Les rives du Rio Manzanares

par Alexandre Von Humboldt

"Nous étions arrivés au mouillage, vis-à-vis de l'embouchure du Rio Manzanares, le 16 juillet, à la pointe du toujours ; mais nous ne pûmes débarquer que très-tard dans la matinée, parce que nous fûmes obligés d'attendre la visite des officiers du port. Nos regards étoient fixés sur des groupes de cocotiers qui bordoient la rivière, et dont les troncs excédant soixante pieds de hauteur dominoient le paysage. La plaine étoit couverte de touffes de Casses, de Capparis et de ces Mimoses arborescentes qui, semblables au pin de l'Italie, étendent leurs branches en forme de parasol. Les feuilles pennées des palmiers se détachoient sur l'azur d'un ciel dont la pureté n'étoit troublée par aucune trace de vapeurs. Le soleil montoit rapidement vers le zénith. Une lumière éblouissante étoit répandue dans l'air, sur les collines blanchâtres, parsemées de Cactiers cylindriques, et sur cette mer toujours calme, dont les rives sont peuplées d'Alcatras, d'Aigrettes et de Flamants. L'éclat du jour, la vigueur des couleurs végétales, la forme des plantes, le plumage varié des oiseaux, tout annonçoit le grand caractère de la nature .dans les régions équatoriales.

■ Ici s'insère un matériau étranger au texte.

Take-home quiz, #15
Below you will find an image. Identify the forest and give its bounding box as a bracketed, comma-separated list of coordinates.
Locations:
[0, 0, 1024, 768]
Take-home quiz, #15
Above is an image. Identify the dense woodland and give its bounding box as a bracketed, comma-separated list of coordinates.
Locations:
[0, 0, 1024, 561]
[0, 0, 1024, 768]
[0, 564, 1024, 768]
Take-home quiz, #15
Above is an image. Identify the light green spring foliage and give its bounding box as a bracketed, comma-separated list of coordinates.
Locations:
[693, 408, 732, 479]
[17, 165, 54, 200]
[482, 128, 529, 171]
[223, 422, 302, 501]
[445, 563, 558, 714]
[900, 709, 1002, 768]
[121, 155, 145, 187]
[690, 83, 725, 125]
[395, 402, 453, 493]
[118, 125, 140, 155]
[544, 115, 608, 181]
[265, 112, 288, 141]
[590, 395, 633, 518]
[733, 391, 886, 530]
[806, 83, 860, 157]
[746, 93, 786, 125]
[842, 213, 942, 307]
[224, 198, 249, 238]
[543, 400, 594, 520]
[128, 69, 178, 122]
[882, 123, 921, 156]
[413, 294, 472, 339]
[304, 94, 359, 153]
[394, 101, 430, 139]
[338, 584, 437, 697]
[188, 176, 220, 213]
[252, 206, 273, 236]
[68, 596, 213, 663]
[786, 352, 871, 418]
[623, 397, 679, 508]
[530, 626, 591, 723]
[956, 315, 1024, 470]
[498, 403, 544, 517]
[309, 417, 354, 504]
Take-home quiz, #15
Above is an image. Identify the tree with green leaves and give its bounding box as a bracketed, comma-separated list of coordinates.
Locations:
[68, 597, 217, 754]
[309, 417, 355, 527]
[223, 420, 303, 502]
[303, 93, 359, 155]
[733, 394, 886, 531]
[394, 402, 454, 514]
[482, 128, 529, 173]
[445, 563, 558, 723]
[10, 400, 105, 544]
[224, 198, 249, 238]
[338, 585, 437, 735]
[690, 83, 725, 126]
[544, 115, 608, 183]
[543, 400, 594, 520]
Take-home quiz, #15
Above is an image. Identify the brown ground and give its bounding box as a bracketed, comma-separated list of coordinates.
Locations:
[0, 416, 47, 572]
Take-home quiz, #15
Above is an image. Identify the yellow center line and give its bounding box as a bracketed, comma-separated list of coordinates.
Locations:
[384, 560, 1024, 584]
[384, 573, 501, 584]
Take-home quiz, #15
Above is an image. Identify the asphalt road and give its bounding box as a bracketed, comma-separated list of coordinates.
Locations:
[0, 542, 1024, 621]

La ville de Cumana, capitale de la Nouvelle-Andalousie, est éloignée d'un mille de l'embarcadère ou de la batterie de la Bocca, près de laquelle nous avions pris terre, après avoir passé la barre du Manzanares. Nous eûmes à parcourir une vaste plaine, qui sépare le faubourg des Guayqueries des côtes de la mer. L'excessive chaleur de l'atmosphère étoit augmentée par la réverbération du sol en partie dénué de végétation. Le thermomètre centigrade, plongé dans le sable blanc, s'élevoit à 37°,7. Dans de petites mares d'eau salée, il se soutenoit à 30°,5, tandis que la chaleur de l'Océan, à sa surface, est généralement, dans le port de Cumana', de 25°,2 à 26°,3. La première plante que nous cueillîmes sur le continent de l'Amérique était l'Avicennia tolmetosa qui, dans cet endroit, atteint à peine deux pieds de hauteur. Cet arbuste, le Sesuvium, le Gomphrena jaune et les Cactiers couvrent les terrains imprégnés de muriate de soude ; ils appartiennent à ce petit nombre de végétaux qui vivent en société, comme la bruyère de l'Europe, et qui ne se trouvent dans la zone torride que sur les rivages de la mer et sur les plateaux élevés des Andes. L'Avicennia de Cumana se distingue par une autre particularité non moins remarquable : elle offre l'exemple d'une plante commune aux plages de l'Amérique méridionale et aux côtes du Malabar."
Alexandre Von Humboldt, Voyage aux régions équinoxiales du nouveau continent, fait en 1799, 1800, 1801, 1802, 1803 et 1804, par A. de Humboldt et A. Bonpland, début du chapitre IV du livre II, pages 289 et 290.